Past and present assaults on Palestinian identity notwithstanding, it was not a deficiency that the Palestinians had not had to formulate a distinct “protected” collective identity prior to the advent of the colonial-settler project. Well into the twentieth century, Palestinians, as well as most others in their environment, lived their cultural and social identity in the form of a matrix of continuities. From local belonging through communal and family ties, extending to regional, national, linguistic, religious, imperial, and historical dimensions, identity was fluid yet confirmed, not needing categorical assertions, while remaining confident in its reality—singular or plural, as a function of negotiated contexts. While tensions and distinctions in identity existed, a new order of magnitude in contestation emerged in the 19th century, with nationalisms spreading from Europe into the Ottoman domain, bringing proclaimed essential truths along obfuscated uncertainties. The Ottoman socio-cultural scene thus experienced further stress with the coalescence of expressions of Pan-Islamism, Ottomanism, and competing nationalisms: Turanic, Arab, and others.

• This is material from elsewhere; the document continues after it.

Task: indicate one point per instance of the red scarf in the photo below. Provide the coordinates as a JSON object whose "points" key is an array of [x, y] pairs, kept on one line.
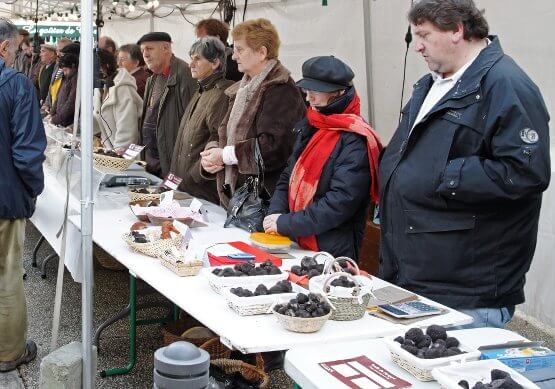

It is, however, a distinctly European import, Zionism as an openly colonial project, together with the geographic restrictions imposed by the Mandate system, that thrust Palestinian society into pursuing more sharply defined identity formulations. Over the course of the century-long colonial-settler project openly seeking to erase and supplant the Palestinians, the adopted formulations of Palestinan identity have oscillated in a search for ones best suited to secure presence and confirm rights. The Palestinian collective was thus variously advanced as a Muslim-Christian commonwealth, a Syrian and/or Arab local variant, an expression of an internationalist anti-imperialist Third World revolutionary movement, before coalescing into a consciously Palestinian isolate. The inadequacy of the “universal values” claim in addressing Palestinian injustice enhanced, in many settings, a reversion to religion as a moral frame of reference.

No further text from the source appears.